It is no secret that education in the United States is becoming increasingly expensive. Today, one year in college could easily cost the average household a third of their annual income or more. Although student loans have originally been devised to help students cope with rising costs, the total student debt owed by millions of Americans has become a separate national crisis. Though taking out loans may help students get through school, the effects of loans on individual financial wellbeing and the economy can be devastating. Despite the crisis, the problem keeps on growing with no clear solutions in sight. In this post, we look at student loan statistics for 2019.
A student loan is a loan taken out by a student or a family to finance higher education. There are many types of student loans, but the two most common are federal loans and private loans. Federal loans are issued by the federal government, while private loans are issued by private companies. The vast majority of student loans are from the federal government. However, some loans are issued by private companies but guaranteed by the government.

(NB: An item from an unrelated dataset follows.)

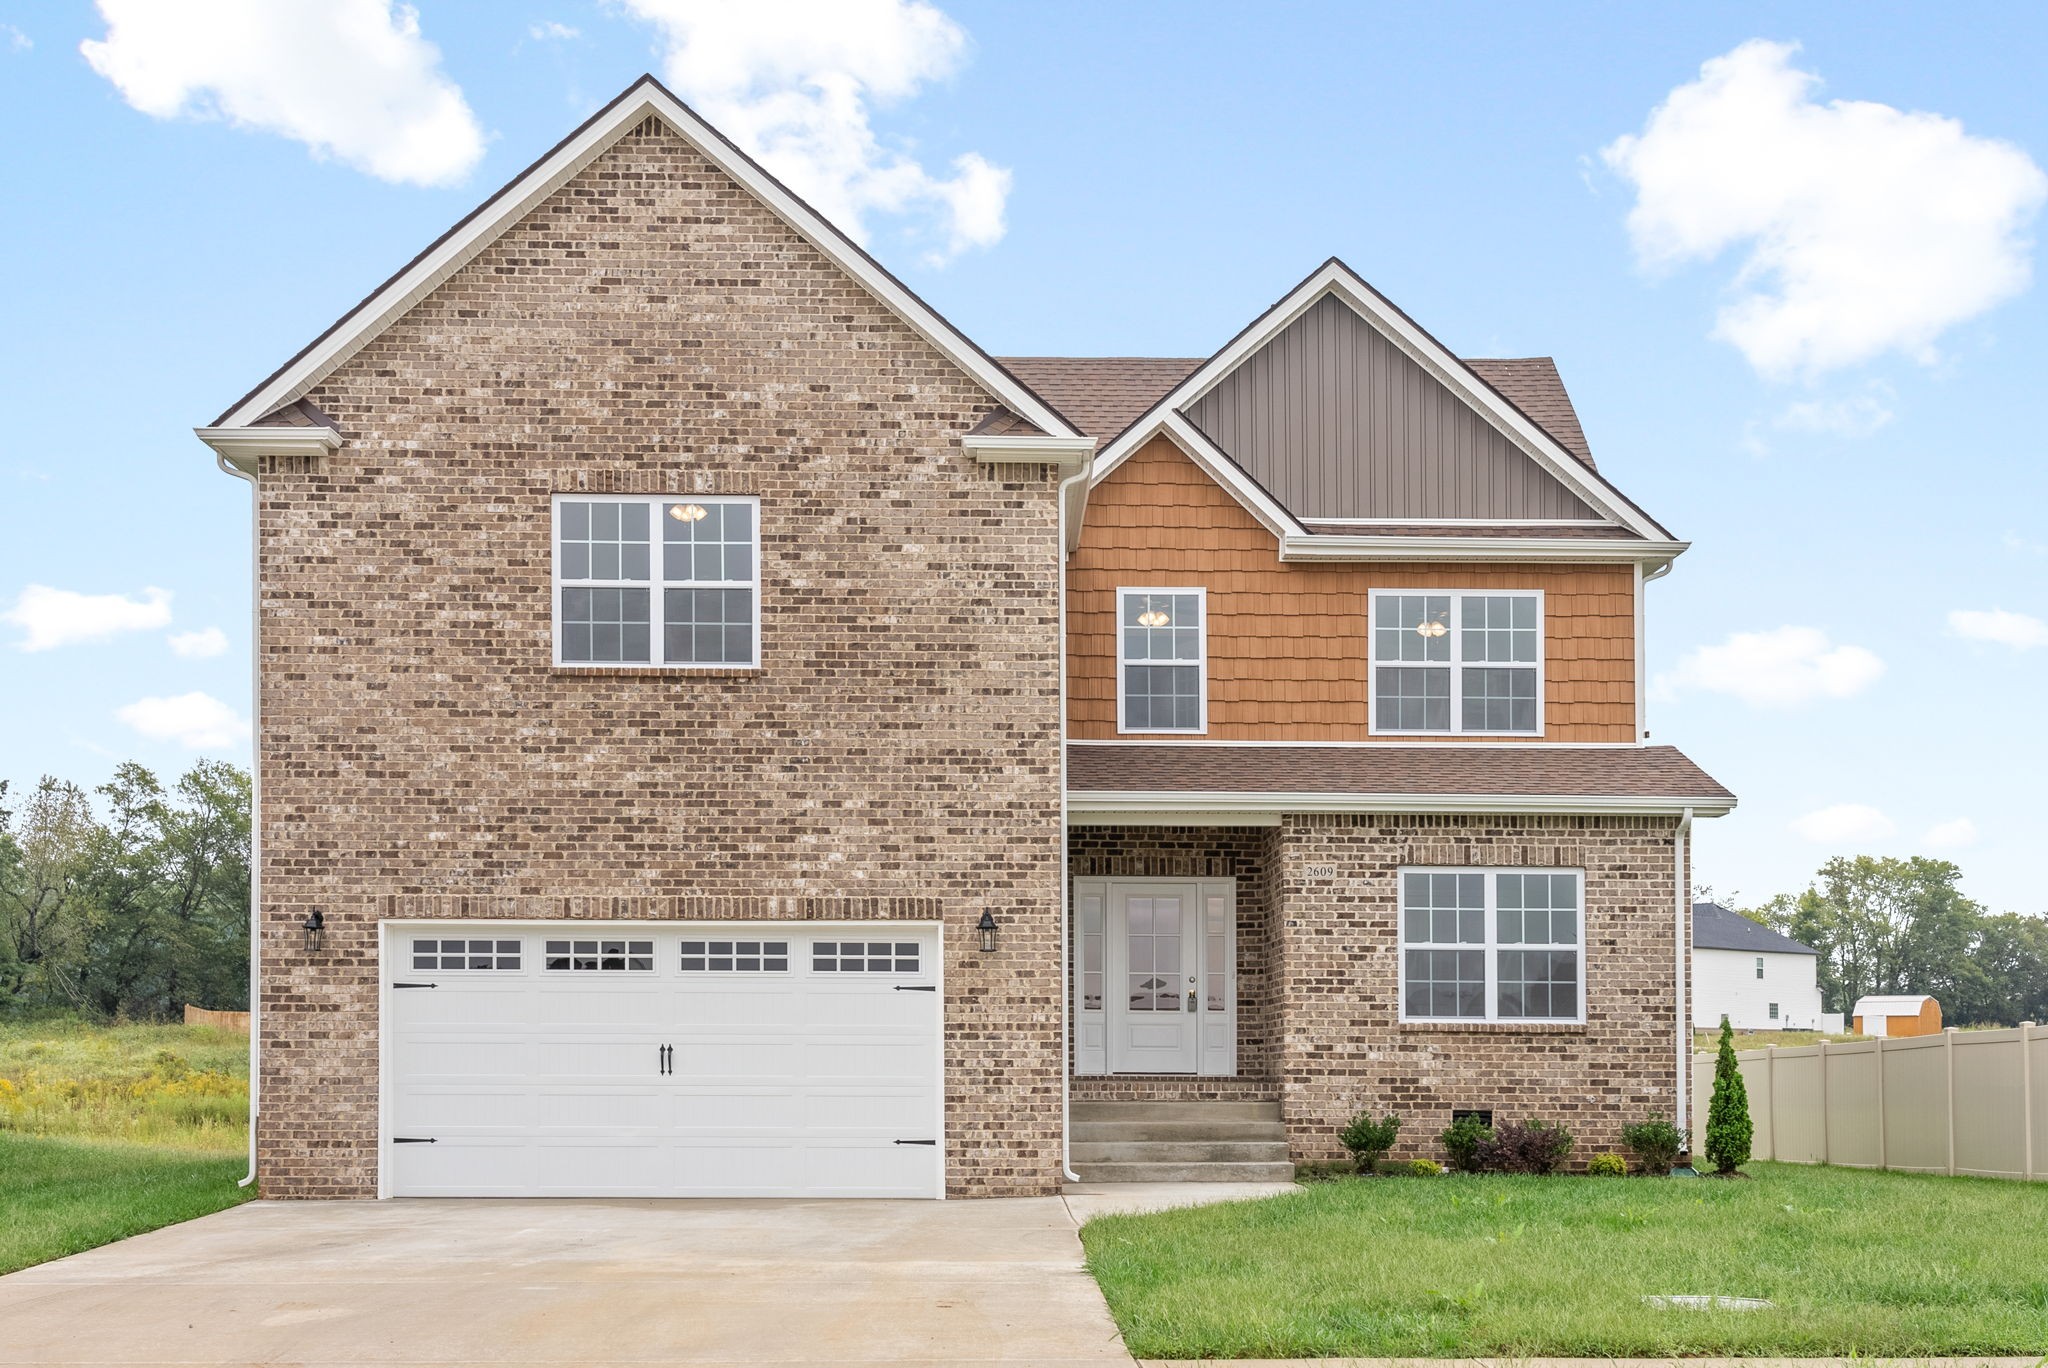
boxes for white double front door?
[1074,879,1235,1076]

The loans are then paid with interest after graduation or, in many cases, upon dropping out of college. Modes of payment vary, but the most common is by paying a monthly bill over the course of a few years to 10 years or more depending on each individual’s circumstances.
Over the past years, student loans have grown to become a national crisis. According to 2019 figures, 44.7 million adult Americans have student debt. That’s 1 in every 4 Americans. These 44.7 million owe a total amount of $1.5 trillion. Student debt is the second largest debt in the country; larger even than car loans and credit card loans, and second only to mortgage debt.
The average student debt amounts to $37,000, which represents a 78% increase from 10 years ago. The average monthly payment stands at $393, up from $227 in 2005.
Student debt balance, however, is not the same for everyone. Statistics show that 8.5 million owe $5,000 or less, 7.5 million owe $5,000-$10,000, 12 million owe $10,000-$25,000, and 8.5 million owe $25,000-$50,000. Around 8 million have debts above %100,000, half a million of whom owe more than $200,000.
Student loan borrowers are also diverse when it comes to age group: 16.8 million are 30 years old or younger; 12.3 million and 7.3 million are 30-39 years old and 40-49 years old, respectively; around 3.2 million are older than 60 years.
Federal loans are usually payable in 10 years, but research shows that degree holders on average take 19 years to fully pay off their loans.
While the figures cited above represent student debt in numbers, the effects of student debt extend well beyond financial costs. Millions of American students today are already steeped in debt even before they graduate and receive their first paycheck. Having debt, in turn, can lead to problems on the individual level. Firstly, student debt is negatively affecting the quality of life of young Americans. Paying hundreds of dollars every year imposes a financial burden on new graduates, many of whom whose debt is actually bigger than their first annual salary. These individuals are less likely to afford buying their own home, less likely to afford healthcare, and less likely to have savings. In fact, more than 40% of those with student loans have admitted that they will not be able to afford any emergency amounting to $400. Young borrowers are also more likely to defer milestones such as getting married and having a family. As these individuals face years of even decades of monthly payments, their ability to prepare for a stable future especially in their senior years is compromised. In other words, financing one’s college education with student loans can easily become a lifetime burden.
The massive student loan debt, however, has an effect on the national economy. The fact that millions of Americans are slashing their monthly budget to avoid defaulting on their loans means that public spending is decreased. As public spending helps economic growth, decreased public spending can have a negative effect on the American economy in the long run. Millions of borrowers are also on the verge of defaulting on their loans. As high as 40% of borrowers are projected to default by 2023, which heralds bleak consequences for the American economy as it stands to lose billions.
Though the student debt crisis is far from being resolved, a number of solutions have already been proposed. For one, borrowers can avail of income-based repayment schemes, which tailors the monthly payment according to income. For another, borrowers have been offered forgiveness programs. For instance, borrowers who work for the government are made to pay their monthly dues for 10 years, after which any balance is forgiven. A more drastic solution is the forgiveness program proposed by Senator Elizabeth Warren. Warren has proposed to forgive $50,000 of debt for borrowers who earn an annual income of $100,000 or less. What these recent developments show is that while the debt continues to pile up, there are efforts to curb the crisis. But unless more sweeping reforms and solutions are devised, student debt will remain a bane that Americans have to contend with.